For the past three years it has been my privilege to teach in the University of Idaho Core Discovery program. Each year I look forward to meeting the new crop of first-year students. I love to see their passion for the adventures of college life; but, from a pedagogical perspective, I have also learned to dread the first few weeks of class. At the beginning of every semester, like clockwork, I inevitably get the same question from my students: “Is this going to be on the test?”
I take great pains to inform my students that I don’t believe in tests, but prefer to assess their learning through reflective journaling, critical essays, and research papers, but that response makes them very nervous and creates tremendous tension in the classroom. The anxiety level reaches fever pitch when I give them their first assignment, usually a variation on the “This I Believe” essay format made popular by Edward R. Murrow in the 1950’s and revived by NPR several years ago. There are always a handful of students that rise to the challenge, but the vast majority struggle to complete the assignment. Most students provide me with a generic essay that tells me more about what they have been told they should believe than what they really think.
Every year it is more and more difficult to see my students struggle with expressing and understanding themselves. The rigidly prescriptive requirements of NCLB and the alienating nature of standards-based curriculum is the primary reason why so many students come to the university unprepared for the academic demands of college courses. Regardless of how they perform on high school exit exams, like the WASL or ISAT, students are still coming to the university horribly underprepared.

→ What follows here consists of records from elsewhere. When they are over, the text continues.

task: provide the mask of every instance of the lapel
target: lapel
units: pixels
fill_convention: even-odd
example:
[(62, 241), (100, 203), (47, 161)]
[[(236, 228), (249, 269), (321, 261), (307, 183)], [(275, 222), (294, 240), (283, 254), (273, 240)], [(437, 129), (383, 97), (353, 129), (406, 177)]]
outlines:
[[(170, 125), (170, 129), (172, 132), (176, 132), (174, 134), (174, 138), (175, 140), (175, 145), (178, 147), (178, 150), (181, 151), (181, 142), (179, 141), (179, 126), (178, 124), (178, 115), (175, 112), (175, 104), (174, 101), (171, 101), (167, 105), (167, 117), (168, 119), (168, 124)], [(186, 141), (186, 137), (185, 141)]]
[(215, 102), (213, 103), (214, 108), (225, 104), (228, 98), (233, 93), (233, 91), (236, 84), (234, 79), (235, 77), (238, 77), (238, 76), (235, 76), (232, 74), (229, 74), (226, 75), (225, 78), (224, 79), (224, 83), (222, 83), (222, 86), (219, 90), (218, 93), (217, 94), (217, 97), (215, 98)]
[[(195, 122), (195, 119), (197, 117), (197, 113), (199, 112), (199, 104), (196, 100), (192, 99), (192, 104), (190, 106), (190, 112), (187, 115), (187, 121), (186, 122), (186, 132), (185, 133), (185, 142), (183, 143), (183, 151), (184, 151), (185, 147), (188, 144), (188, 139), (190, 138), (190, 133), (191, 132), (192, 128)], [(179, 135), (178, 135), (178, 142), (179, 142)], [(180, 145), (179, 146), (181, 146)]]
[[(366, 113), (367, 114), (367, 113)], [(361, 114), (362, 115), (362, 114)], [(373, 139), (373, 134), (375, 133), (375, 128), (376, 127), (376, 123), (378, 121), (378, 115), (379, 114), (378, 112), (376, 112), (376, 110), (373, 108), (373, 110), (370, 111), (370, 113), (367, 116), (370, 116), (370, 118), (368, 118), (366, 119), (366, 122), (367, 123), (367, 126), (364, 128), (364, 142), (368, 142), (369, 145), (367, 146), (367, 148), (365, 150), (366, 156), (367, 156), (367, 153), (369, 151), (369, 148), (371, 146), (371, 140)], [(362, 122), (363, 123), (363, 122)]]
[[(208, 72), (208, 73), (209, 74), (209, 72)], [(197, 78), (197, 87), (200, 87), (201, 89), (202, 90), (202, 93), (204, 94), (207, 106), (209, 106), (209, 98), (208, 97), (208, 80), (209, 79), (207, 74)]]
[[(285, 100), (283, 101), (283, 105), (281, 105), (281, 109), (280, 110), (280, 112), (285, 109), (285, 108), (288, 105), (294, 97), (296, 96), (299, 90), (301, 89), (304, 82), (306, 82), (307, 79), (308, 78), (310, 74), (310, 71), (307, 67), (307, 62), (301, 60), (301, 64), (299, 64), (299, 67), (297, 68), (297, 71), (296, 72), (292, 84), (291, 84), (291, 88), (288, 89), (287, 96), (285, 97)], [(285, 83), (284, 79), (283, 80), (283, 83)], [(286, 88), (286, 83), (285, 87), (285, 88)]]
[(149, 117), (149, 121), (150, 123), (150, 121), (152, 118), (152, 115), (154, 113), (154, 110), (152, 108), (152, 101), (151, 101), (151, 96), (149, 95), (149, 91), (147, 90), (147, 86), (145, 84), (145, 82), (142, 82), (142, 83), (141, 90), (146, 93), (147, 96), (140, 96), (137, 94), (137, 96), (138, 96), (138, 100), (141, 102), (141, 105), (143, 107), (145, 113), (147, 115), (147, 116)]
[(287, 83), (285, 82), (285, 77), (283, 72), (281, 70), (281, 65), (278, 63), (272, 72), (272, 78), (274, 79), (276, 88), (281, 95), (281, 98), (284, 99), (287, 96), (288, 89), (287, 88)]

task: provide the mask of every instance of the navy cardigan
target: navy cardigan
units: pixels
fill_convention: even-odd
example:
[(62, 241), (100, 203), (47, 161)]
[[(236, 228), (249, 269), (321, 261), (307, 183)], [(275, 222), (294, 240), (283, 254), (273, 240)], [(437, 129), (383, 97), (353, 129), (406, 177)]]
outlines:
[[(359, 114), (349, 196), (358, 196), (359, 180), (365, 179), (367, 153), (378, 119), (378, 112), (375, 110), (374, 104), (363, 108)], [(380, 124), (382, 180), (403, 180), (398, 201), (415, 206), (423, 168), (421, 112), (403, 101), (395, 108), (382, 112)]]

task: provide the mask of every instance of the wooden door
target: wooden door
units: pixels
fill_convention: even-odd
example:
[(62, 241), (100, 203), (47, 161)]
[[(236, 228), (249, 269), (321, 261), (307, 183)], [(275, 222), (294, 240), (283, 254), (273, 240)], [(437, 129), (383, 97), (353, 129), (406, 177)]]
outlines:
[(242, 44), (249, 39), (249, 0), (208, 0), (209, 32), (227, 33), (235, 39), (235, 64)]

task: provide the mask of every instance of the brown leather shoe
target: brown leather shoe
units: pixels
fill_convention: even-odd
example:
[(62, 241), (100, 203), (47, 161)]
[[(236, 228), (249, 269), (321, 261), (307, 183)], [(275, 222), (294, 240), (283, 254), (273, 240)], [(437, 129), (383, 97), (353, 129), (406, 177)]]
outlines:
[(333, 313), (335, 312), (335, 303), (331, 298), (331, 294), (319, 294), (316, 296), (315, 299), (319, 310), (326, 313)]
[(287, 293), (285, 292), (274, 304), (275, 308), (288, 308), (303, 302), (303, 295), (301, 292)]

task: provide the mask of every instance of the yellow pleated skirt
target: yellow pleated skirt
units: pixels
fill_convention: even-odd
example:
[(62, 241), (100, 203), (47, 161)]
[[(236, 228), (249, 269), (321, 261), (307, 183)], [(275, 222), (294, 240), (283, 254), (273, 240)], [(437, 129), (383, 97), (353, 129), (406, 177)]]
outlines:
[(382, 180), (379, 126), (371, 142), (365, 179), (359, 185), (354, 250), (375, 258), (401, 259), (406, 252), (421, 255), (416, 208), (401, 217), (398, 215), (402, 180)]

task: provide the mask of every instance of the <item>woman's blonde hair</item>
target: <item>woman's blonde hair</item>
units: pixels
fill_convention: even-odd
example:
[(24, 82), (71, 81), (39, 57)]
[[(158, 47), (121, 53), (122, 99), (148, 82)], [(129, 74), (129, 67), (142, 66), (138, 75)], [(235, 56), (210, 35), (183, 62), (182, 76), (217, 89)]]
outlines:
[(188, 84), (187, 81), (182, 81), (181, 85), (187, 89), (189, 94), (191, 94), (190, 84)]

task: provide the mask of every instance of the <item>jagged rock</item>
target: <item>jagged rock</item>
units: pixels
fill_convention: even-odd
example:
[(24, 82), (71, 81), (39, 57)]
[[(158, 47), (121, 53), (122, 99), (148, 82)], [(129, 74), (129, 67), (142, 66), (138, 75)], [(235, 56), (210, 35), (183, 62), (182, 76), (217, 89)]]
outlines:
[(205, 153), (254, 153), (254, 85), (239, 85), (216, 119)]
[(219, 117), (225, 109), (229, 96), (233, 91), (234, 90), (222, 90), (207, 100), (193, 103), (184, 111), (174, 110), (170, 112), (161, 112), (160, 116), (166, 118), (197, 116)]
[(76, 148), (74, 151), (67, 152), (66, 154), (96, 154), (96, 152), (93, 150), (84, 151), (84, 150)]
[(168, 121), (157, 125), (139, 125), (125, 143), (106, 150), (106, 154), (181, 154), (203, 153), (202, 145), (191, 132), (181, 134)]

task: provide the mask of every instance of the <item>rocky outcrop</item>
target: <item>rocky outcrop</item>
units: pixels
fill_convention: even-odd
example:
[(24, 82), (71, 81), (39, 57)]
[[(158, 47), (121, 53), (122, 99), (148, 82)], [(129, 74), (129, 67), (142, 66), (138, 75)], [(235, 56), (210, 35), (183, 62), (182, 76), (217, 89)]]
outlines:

The 2009 ACT College Readiness Report indicates that only 21 percent of students meet the knowledge and skill benchmarks in reading, writing, math, and science required to succeed in entry-level college courses. In an interview on February 6, 2010 U.S. Secretary of Education Arne Duncan cited the statistic that 60% of college students have to take remedial courses in Math or English before they can adequately compete at the college level. Current educational methods in U.S. public schools alienate students by focusing on discrete, measurable, learning outcomes that are decontextualized and focused on getting students to pass standardized tests like the WASL and ISAT in the interest of keeping schools’ scores high enough to avoid official sanctions while continuing to move students through with the lowest cost possible. This focus on a single homogenized curriculum necessitates the marginalization of diverse voices and perspectives, creating students with narrow worldviews and little connection to place or community. For many students learning has become a rote, mechanical exercise while the creativity and critical thinking skills, so essential to success at the college level, have been removed from the entire K-12 educational enterprise.